Assessing the effectiveness of the findability project should be a simple matter, should it not, of measuring conversion before and after? Assuming nothing else has changed on the site, any difference can be reasonably ascribed to the findability initiative, right? The problem lies in the assumption that nothing else changes, because that’s absurd. In the online world everything changes at the speed of light. Acquisition strategies are constantly being refined, resulting in dozens, possibly hundreds of different campaigns driving new and existing visitors to the site. Landing pages are being tinkered with to optimize conversion. Products are being added or subtracted. Promotions descend with bewildering frequency at different times and within different categories or across categories. A single review can launch or destroy a product. Items get moved into Sale or Clearance sections to make room for the next season’s inventory. Pricing changes. Recommendation engines place products in different contexts for different visitors. A website never sleeps. So the simple assumption that we undertake a findability initiative and compare pre/post conversion rates is, simply, not feasible.
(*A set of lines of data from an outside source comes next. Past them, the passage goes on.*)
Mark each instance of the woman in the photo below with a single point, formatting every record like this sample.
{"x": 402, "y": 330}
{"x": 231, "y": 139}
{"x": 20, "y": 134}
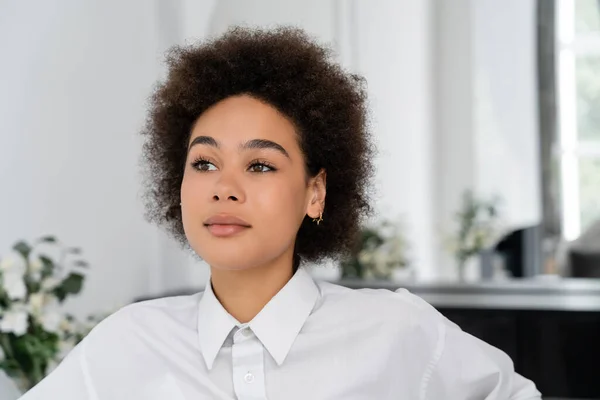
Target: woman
{"x": 258, "y": 158}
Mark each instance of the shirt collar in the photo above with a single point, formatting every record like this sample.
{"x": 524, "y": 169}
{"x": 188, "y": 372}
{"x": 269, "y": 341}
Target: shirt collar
{"x": 277, "y": 325}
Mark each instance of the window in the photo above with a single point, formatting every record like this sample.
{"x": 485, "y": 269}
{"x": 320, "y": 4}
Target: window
{"x": 578, "y": 147}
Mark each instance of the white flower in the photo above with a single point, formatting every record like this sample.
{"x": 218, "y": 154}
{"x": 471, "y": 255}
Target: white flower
{"x": 35, "y": 268}
{"x": 36, "y": 303}
{"x": 66, "y": 326}
{"x": 51, "y": 321}
{"x": 14, "y": 262}
{"x": 51, "y": 315}
{"x": 50, "y": 283}
{"x": 15, "y": 321}
{"x": 14, "y": 285}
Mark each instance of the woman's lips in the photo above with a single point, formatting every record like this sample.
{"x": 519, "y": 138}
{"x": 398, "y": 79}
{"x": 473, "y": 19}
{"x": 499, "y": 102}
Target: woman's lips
{"x": 219, "y": 230}
{"x": 225, "y": 225}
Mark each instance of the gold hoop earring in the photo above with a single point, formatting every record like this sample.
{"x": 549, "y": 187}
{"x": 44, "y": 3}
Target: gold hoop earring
{"x": 318, "y": 220}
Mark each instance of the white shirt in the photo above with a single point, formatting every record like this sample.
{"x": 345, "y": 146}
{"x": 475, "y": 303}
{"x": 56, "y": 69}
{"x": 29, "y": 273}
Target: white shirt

We need to be nuanced in our approach to measurement and cognizant of matching the metrics to the measure. Here’s what we mean.
First, it’s essential to understand the viewpoint that a metric reflects. Search success and search relevance, for example, should be metrics gathered from users through survey responses because the metrics reflect the viewpoint of the user. The site’s metric for search success, however, often measures something completely different — the number of times the engine actually returns one or more results. Similarly, the search function that ranks and scores results by “relevance” reflects the site’s definition of relevance, not the user’s. Assigning the appropriate metric, therefore, depends on the viewpoint you wish to represent and what you want to do with the data. What are you measuring and what are you going to do with the results?
Thus, for the search aspects of the findability project, we might start by clarifying that we want to capture the user’s viewpoint of search success, because then we’ll know how effective it is from their point of view — which is what really matters. One of our other clients followed the conventional way to measure search success – counting the number of times the engine produced one or more results. Under that metric and from that viewpoint, it reported search success at 99.8%. When they started asking visitors who used site search how successful their searches had been, the number fell slightly – 48%! Be careful what you ask for!
Beyond viewpoint, it’s important to distinguish between attitudinal and behavioral metrics. We all know that what people say is often different from what they do. During the redesign of the homepage of a national DIY site, the designers got positive reviews in usability testing of a shortcut button they added. Subsequent path analysis demonstrated that the conversion rate of visitors clicking on the shortcut was 33% lower than that of visitors navigating through the left-hand menu. Attitudinal data, in this instance, meant nothing in comparison to the behavioral data. (The shortcut was never removed. It had been the site manager’s idea.)
The final step in metrics definition might be to explore the comparative value of direct versus indirect metrics. Take a tree-test for site taxonomy. You run a tree test on a single category. Say, for argument’s sake, that 85% of users look in the correct categories for the products you ask them to find. So you take the 15% of products that were not located and rework the taxonomy according to the feedback of where users thought the products belonged. Then you rerun the test with the new taxonomy. Lo and behold, 94% of users find products this time. You have a nine-point lift and a 10.6% improvement. That’s a direct metric. The cause-and-effect relationship between the taxonomy changes and findability scores are irrefutable. The new taxonomy is better than the old. But what happens if conversion falls when you introduce the new taxonomy to production? Can you be sure that the cause-and-effect relationship is valid. Because so many other factors contribute to conversion, the relationship between the taxonomy change and the lower conversion is indirect and therefore less reliable/trustworthy. You have contradictory metrics. What do you do? Leave the new taxonomy in place or revert to the old? You leave it in place. Because direct metrics are indisputable and trump indirect metrics. Whatever the cause of the conversion problem, the new taxonomy is certainly not it.
While you leave it in place, however, you should actually monitor a few other metrics. The first is to look at the conversion of first-time visitors before and after the change. This is as close to an apples-to-apples comparison of indirect metrics as you can get. (You look at first-time visitors because visitors familiar with the site may or may not think the change is better, but it is different, and change can often provoke discomfort.) The second is to look at site visitor survey data and compare the pre-/ post-change percentage of first-time visitors who cited Labeling issues as a reason for visit failure.
The take-away from all this metric-mashing? Be clear about what you intend to do with the metrics. Form follows function in metrics just as much as in architecture. Balance the viewpoints, clarify the role of attitudinal and behavioral, assign direct and indirect appropriately. Monitor and adjust. You’ll be fine.